Jasper has got something to say. His face is very serious. “Helen,” he begins. “I am so sorry for your loss. Poor you. At least he didn’t suffer. And he had a good innings. And, I promise, time does heal.” He stops. I am furious. Mealy-mouthed twit! What else? Try to keep busy? It’s good to talk? Have a bubble bath?
“That’s very comforting,” I say, not bothering to hide the sarcasm, “although, Jasper, I’d actually prefer it if he was still alive.” This throws him. In Jasper’s world of Victorian etiquette, women don’t snap back. He falters, and adds, “Quite. It must be very difficult for you. And it must be even worse for your mother, she’s known him for longer than you.” Jesus Christ! It must be worse for all of us, you stupid arse!
“Look, Jasper,” I say. I am so angry I can barely speak. I am shaking, and—if you want the grim details—my sphincter clenches in three sharp spasms. Probably because it’s so damn amazed I’m saying what I think. “Look, Jasper, my father has just died and I have a lot to do.

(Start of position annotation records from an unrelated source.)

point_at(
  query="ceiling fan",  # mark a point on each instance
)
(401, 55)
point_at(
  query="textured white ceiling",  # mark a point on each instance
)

And you, saying things… saying stuff like… like what you were saying, it just isn’t helping.” For the first time since this fiasco started, I am close to tears. “Now, Jasper. Do you have anything else to say to me?”
He looks at the floor. Then, to my surprise, his face turns slowly crimson. “Sunday,” he announces. “I lied. I saw Louisa last week. And we boffed. I—I didn’t mean to. It just happened.” He looks straight at me. I stare back. “I felt bad,” he explains, “and, seeing as your father passed away, I thought I owed you the truth.” What a fine, courageous, upstanding citizen you are.
“Well!” I say, “How kind. Some good came of my father’s death after all!” Jasper doesn’t get it. He looks pleased, and says, “Yeah.”
“Jasper,” I say, clenching my fists. “You are a wanker. Please leave. It’s over.” His head jerks in surprise. “But,” he stammers, “but babe, it was a mistake. An error of judgment.” I glare at him. “It certainly was,” I say. I say it and I don’t even know if I care anymore, maybe I’m just saying it because that’s what you say. Jasper pushes his hand through his hair and in a patronizing tone says, “Helen, you’re—” I interrupt. In a harsh voice I say, “Jasper, you’re dumped.” The paradise-blue eyes harden and he shrugs. Then he leaves. He shuts the door quietly behind him.
Jesus. What have I done? The dizziness is back. Angry tears start falling, fast, uncontrollably. Furious, I sniff aggressively and smear them away. I walk into the kitchen in a daze. I feel ill, headachey, exhausted. My mother looks up. “Helen! What a nice boy! I can’t believe you never introduced us. He bought me lilies.” Pause. She sees my blotchy face and adds gently, “Darling. Did you know that during the war they grew vegetables in the Tower of London moat?”